Уильям Каннингем был помощником капитана на судне "Глобус", принадлежавшем Перкинсу, Лэмбу и Компании, которое имело груз товаров на сумму в 29 253 $. В октябре 1801 г. индейцы-Хайда убивают у Скидегата капитана Бернарда Мэджи и Каннингем занимает на "Глобусе" его место. Он зимует в Хуцнуву – и в эту зиму там собирается великий совет тлинкитских вождей, решивший начать войну с русскими. В июне 1802 г. "Глобус" находится в Ситкинском заливе вместе с кораблями Барбера и Эббетса и именно на его борту заседает "Военный совет" из числа старших офицеров этих судов. По окончании сезона торговли "Глобус" прибывает 3 ноября 1802 г. в Кантон, а оттуда возвращается в Бостон.
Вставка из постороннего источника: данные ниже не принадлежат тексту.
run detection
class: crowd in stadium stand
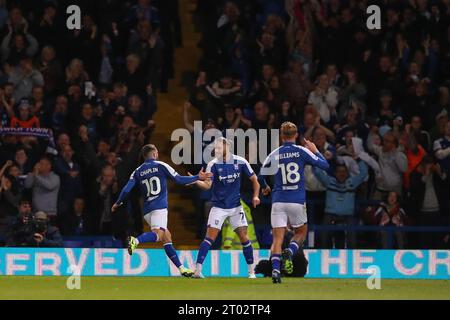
[185,0,450,248]
[0,0,450,248]
[0,0,182,246]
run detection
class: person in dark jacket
[54,145,82,216]
[7,211,63,247]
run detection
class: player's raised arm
[238,157,261,208]
[258,149,278,196]
[158,161,212,185]
[111,171,136,212]
[299,139,330,170]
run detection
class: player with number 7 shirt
[111,144,212,277]
[258,122,329,283]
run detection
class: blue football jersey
[116,159,198,215]
[206,155,255,209]
[259,143,329,204]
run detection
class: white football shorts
[270,202,308,229]
[144,209,168,230]
[208,206,248,230]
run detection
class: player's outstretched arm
[304,139,330,170]
[111,172,136,212]
[188,169,212,191]
[250,174,261,208]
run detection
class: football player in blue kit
[259,122,329,283]
[193,138,260,279]
[111,144,212,277]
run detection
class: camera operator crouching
[6,210,63,247]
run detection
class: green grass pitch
[0,276,450,300]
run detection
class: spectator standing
[25,157,60,219]
[314,161,367,249]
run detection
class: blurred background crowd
[184,0,450,248]
[0,0,450,248]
Судно "Тревога" (Alert) под командованием Джона Эббетса, бывшего ранее на нём помощником капитана, совершало в то время своё третье плавание (первые в 1798 и в 1800 гг.). Оно принадлежало семейству Лэмбов и вышло из Бостона 8 июля 1801 г. с грузом товаров на 28 001 62 $. По окончании сезона торговли прибыло через Гавайи в Кантон 8 декабря 1802 г., откуда после продажи пушнины вновь вернулось на Северо-Западное побережье.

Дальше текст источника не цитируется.